All the DVDs have been meticulously remastered, using all new digital transfers and each release includes entertaining bonus features such as Oscar-nominated cartoons and vintage shorts. The gift set will be available for $59.92 SRP, and each title is also available separately for $19.97 SRP.

The Films

Romance on the High Seas (1948)
Doris Day’s film debut in this romantic musical was a lucky break, stepping into the lead role as a replacement when Betty Hutton withdrew due to pregnancy. The film’s composer Jule Styne (who collaborated with famed lyricist Sammy Cahn) heard Doris sing at a party, and immediately arranged for her to have a screen test at Warner Bros. for Director Michael Curtiz. The rest is history. Doris was immediately signed for a long-term contract. The film and the song she introduced in it, “It’s Magic,” became huge hits respectively, and immediately catapulted Doris Day to super-stardom as a recording artist and movie star.

The witty screenplay, written by Julius and Philip Epstein (Casablanca) features Doris as a little-known singer named Georgia Garrett. Georgia’s musical career may not be going anywhere, but she is -- on a cruise, sailing under the name Mrs. Elvira Kent while the real Elvira (Janis Paige-“Silk Stockings, Please Don’t Eat the Daisies”) secretly stays home to spy on her presumably philandering hubby (Don DeFore of the TV series “Hazel”). Meanwhile, the husband hires a private detective (Jack Carson) to snoop on his supposedly voyaging wife. Musical legend Oscar Levant also appears as Doris’s long-suffering friend and pianist.

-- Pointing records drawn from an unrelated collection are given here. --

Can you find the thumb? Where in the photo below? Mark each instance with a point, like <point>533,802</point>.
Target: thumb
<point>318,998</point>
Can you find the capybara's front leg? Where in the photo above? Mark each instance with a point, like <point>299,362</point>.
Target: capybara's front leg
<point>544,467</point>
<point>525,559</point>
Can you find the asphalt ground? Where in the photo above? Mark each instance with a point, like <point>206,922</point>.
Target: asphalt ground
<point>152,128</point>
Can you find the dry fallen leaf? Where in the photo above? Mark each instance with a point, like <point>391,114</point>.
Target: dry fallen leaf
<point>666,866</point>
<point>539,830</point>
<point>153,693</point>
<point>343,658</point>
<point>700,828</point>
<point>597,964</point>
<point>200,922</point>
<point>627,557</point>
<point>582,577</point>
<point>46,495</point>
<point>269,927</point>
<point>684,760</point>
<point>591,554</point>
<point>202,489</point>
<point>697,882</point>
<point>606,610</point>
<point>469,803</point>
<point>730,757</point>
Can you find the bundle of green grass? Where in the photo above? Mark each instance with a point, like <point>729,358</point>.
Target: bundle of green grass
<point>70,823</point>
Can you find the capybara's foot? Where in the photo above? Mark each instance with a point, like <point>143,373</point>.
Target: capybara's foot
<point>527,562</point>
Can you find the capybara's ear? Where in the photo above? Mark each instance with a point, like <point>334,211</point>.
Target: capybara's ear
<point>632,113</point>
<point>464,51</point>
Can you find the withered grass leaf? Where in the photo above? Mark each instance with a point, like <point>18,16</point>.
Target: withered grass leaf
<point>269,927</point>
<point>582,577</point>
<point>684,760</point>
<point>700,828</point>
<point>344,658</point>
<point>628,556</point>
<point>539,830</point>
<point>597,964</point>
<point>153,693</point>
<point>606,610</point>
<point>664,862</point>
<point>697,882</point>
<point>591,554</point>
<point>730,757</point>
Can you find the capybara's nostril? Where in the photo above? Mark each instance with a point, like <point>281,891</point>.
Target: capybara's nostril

The film’s screwball farce is enhanced with an enchanting array of songs by Styne and Cahn, and features musical numbers staged by the legendary Busby Berkeley…all in eye-popping Technicolor.

Features include:
Classic Warner Bros. musical short Let’s Sing a Song from the Movies
Classic Warner Bros. cartoon I Taw a Putty Tat
Theatrical trailer
Languages: English & French
Subtitles: English, French, Spanish

My Dream is Yours (1949)
Director Michael Curtiz began planning Doris Day’s follow-up film, My Dream Is Yours, before Romance on the High Seas was released. That’s how sure both Curtiz and Warner Bros. were about their leading lady’s beckoning stardom. An updated remake of the 1934 Ginger Rogers/Dick Powell vehicle “Twenty Million Sweethearts,” My Dream is Yours re-teams Doris and Jack Carson in a clever story set against the backdrop of the radio industry at its zenith. Talent agent Doug Blake (Carson) is giving 100% to earn his 10%. He walks away from his arrogant singing star (Lee Bowman) and scrambles to discover another who will shine even brighter. He finds effervescent songstress Martha Gibson, played by Ms. Day. Legendary Warner Bros. composer Harry Warren (42nd Street, Gold Diggers of 1933), returned to the studio for the first time in a decade to write the new songs for the film, along with famed lyricist Ralph Blane (Meet Me In St. Louis).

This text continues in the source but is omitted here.